My maternal great-grandmother, Mary, never learned to read, write, or speak English. According to U.S. census records (which I looked at using the library’s subscription to Ancestry), she did laundry for a living after coming to America from Serbia; I’m guessing her teenage son, my great-uncle Steven (whose English was just fine), helped her out a great deal. Great-grandma passed away when I was nine or ten, and my grandmother has since passed on, too, so hopefully my mom will be able to help me fill in some of my knowledge gaps on this point.
Over on my father’s side of the family, my great-grandfather William’s household included a servant (again, according to the census), a seventeen-year-old girl named Ellen*. Given that William’s occupation was listed as “farmer” in the 1880 census, I was a little surprised to find that, by 1900, he’d moved into the city and acquired household help. What was up with that, I wonder? A mystery to solve! And another great reason to call home and talk to dad.
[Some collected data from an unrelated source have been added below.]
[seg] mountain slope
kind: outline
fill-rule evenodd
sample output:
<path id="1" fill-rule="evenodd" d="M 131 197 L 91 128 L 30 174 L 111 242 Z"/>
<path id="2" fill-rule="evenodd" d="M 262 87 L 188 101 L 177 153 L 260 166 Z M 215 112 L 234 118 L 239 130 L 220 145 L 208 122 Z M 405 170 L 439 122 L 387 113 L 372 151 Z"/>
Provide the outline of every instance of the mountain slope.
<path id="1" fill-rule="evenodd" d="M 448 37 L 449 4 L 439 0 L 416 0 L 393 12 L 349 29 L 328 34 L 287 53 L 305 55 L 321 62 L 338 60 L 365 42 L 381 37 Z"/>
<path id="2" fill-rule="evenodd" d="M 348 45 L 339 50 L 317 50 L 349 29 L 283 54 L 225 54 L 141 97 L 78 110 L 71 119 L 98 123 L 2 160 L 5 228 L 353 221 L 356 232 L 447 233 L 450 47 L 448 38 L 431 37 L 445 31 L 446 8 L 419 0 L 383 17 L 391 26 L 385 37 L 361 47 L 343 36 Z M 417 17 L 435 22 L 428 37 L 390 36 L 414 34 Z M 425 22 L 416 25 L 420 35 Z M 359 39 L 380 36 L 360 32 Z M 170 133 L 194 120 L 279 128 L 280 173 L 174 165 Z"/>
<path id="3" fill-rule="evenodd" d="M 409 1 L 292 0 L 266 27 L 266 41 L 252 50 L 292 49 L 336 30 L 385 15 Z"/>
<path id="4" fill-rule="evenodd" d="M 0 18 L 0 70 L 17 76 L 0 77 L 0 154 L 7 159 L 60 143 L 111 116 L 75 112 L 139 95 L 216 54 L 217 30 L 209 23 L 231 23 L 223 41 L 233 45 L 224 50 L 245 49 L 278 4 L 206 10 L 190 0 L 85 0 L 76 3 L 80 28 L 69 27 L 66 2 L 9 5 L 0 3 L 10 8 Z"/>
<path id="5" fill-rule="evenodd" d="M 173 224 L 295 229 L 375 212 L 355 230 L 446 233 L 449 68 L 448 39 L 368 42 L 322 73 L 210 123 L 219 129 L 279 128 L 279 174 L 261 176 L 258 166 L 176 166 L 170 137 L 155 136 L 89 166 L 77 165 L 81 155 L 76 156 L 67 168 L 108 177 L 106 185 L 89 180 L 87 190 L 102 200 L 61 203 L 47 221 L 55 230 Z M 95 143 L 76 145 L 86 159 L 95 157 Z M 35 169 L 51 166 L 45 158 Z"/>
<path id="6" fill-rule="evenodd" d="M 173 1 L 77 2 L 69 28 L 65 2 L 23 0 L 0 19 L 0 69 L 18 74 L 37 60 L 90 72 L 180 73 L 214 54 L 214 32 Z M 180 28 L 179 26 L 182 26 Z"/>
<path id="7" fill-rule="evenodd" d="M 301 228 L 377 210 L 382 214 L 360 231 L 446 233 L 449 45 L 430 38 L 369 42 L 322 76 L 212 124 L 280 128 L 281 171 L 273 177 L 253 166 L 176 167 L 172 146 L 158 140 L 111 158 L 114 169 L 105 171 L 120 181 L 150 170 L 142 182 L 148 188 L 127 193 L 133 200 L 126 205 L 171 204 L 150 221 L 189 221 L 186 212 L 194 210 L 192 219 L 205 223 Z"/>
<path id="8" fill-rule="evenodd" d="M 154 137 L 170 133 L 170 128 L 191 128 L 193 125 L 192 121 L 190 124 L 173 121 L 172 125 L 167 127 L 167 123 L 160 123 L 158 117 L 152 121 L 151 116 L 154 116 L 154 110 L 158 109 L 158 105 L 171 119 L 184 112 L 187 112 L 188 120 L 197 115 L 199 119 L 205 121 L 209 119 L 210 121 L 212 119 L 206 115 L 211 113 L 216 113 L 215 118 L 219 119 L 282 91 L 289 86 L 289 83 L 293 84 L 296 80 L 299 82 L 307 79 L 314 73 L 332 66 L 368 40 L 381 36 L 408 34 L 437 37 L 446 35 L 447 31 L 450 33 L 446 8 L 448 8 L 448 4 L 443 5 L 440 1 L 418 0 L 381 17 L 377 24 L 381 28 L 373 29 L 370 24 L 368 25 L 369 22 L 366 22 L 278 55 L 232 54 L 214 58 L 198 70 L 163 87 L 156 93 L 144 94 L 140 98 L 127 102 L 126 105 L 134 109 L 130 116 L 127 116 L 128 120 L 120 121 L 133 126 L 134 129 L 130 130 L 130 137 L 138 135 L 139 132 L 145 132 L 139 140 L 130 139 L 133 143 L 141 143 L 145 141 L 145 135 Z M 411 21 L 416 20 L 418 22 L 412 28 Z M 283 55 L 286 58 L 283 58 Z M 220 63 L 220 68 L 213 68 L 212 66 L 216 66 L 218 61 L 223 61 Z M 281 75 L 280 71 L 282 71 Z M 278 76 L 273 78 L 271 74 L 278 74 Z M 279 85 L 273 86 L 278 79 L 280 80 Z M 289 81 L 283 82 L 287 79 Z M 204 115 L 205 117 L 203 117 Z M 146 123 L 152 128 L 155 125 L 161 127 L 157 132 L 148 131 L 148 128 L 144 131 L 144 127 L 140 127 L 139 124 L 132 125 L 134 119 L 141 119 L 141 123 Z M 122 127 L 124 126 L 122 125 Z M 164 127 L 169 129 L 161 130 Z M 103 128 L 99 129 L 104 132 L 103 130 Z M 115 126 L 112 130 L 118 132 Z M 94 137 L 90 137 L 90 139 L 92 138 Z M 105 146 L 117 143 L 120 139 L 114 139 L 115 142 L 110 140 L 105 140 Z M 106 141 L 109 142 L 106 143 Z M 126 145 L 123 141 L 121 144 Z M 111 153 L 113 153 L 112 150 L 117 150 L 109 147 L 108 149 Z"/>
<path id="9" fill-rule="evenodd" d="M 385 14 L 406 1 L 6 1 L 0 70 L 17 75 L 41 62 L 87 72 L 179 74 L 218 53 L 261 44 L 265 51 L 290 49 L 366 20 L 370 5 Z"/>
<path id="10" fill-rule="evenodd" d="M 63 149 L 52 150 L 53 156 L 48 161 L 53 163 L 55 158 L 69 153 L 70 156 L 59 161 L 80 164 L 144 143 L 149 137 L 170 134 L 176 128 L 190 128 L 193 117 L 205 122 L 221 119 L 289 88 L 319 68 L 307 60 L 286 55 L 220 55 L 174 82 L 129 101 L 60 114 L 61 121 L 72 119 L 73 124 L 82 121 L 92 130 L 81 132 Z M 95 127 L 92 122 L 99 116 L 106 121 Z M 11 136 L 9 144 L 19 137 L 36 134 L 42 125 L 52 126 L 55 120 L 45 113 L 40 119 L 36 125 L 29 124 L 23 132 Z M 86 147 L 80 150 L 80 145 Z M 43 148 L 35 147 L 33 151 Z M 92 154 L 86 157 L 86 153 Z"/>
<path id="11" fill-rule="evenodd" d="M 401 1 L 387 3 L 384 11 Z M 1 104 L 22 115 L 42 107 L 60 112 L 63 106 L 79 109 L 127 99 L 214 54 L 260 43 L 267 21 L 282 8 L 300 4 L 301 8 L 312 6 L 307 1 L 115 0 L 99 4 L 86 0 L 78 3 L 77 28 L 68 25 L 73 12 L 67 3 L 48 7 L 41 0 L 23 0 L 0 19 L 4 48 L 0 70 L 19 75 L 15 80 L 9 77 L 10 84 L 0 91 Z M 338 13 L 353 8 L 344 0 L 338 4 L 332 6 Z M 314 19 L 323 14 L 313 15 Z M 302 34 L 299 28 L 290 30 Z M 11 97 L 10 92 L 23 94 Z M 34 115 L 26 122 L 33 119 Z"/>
I have Marilyn Cocchiola Holt to thank for starting me down the genealogy road. I haven’t made much more progress with my family tree, though, because after learning about my relatives’ personal history with service and servants, I’m kind of fixated on the topic, which has influenced my reading choices lately. Two of the books I checked out recently made for an interesting fact/fiction pairing.
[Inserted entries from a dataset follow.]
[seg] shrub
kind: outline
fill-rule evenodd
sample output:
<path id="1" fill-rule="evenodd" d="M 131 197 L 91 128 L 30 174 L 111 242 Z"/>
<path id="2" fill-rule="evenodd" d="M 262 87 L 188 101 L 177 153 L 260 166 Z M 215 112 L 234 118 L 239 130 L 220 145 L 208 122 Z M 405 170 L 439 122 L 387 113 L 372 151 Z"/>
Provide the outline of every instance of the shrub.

Lucy Lethbridge delivers an extensive look at the people most of us think of when the topic of service comes up: the British. Servants: A Downstairs History of Britain from the Nineteenth Century to Modern Times delivers just that: a meticulous look at what life was really like for the men and women who washed, cooked, scrubbed, and served the landed gentry and, later, their less formal descendants. Quoting extensively from former servants and documents written by those in service, she paints a picture of a highly contradictory life. While going into service could save you from abject poverty in a large family, it also meant giving up a lot of your personal freedom, with no guarantee that you’d be taken care of when you were sick or old, as the respect and benefits employers showed their staff varied widely from household to household.
The effects of two world wars, labor-saving technologies, and the availability of other work took their toll on service as a profession, and Lethbridge’s detailed description of how those social factors played out makes for fascinating reading. Every few paragraphs or so I would make some kind of surprised noise, because there were just so much going on that we Americans just didn’t know about… though many servants were happy to work for American employers post-WWII (apparently we paid better) in spite of our horrid manners. And Lethbridge probably could have written two separate books on the influx of Jewish refugees pre-WWII, on domestic labor visas, or the increased use of foreign household laborers.
While I was reading Servants, Jo Baker’s novel, Longbourn, popped up on my pick-up shelf. I put everything else aside and dived right in, based solely on the premise: while the Bennett sisters of Pride and Prejudice were upstairs trying to get married, the staff of their father’s estate had problems and concerns of their own. From the perspective of Sarah, the housemaid, Baker spins a tale of hard knocks and straight-jacketed circumstances, to say nothing of backbreaking work. Laundry, in particular, is Sarah’s bugbear, as it leads to cracked hands and resentment. The story touches lightly on the main plot points of Austen’s original novel–Jane’s love for Bingley, Lydia’s flight with Wickham, etc.–while illuminating Sarah’s longing for a better life than she has, and the love triangle options that may–or may not–allow that to happen. Baker also takes some liberties with Austen’s established characters to make commentary on some of the nineteenth-century’s more unsavory characteristics (the horrors of war, to name just one). On the whole, Longbourn does for Austen what Wide Sargasso Sea did for Bronte: highlights the unpleasant truth that upper-class women’s narratives are frequently supported by silent, invisible narratives of women with few resources, and virtually no voice.
Other books from our collection that explore the lives–fictional and factual–of servants include:
Serving Women: Household Servants in Nineteenth Century America
Thursdays and Every Other Sunday Off: A Domestic Rap
Life Below Stairs: Domestic Servants in England From Victorian Times
From Mammies to Militants: Domestics in Black American Literature
I’ll never look at Upstairs, Downstairs or Downton Abbey quite the same way ever again**, that’s for sure. Are you an amateur, armchair, or hard-core genealogist? Have you learned anything interesting in your research that sent you off onto another topic entirely?
–Leigh Anne
who definitely counts her washer and dryer amongst her blessings
*Possibly “Ella.” Whoever scanned in the record gave both options, as the handwriting was somewhat unclear. Her birth date was given as 1882, but she was listed in the 1900 census as being 47 years old, which is impossible, unless her birth year was recorded incorrectly as well. I’m researching both options.
**Obviously England and America’s experiences of servitude were very different, and the unpleasant question of slavery makes for a whole separate post. Still, representation-wise, the most visible face of the servant is still white and British, which in and of itself begs for more reading and research as to why.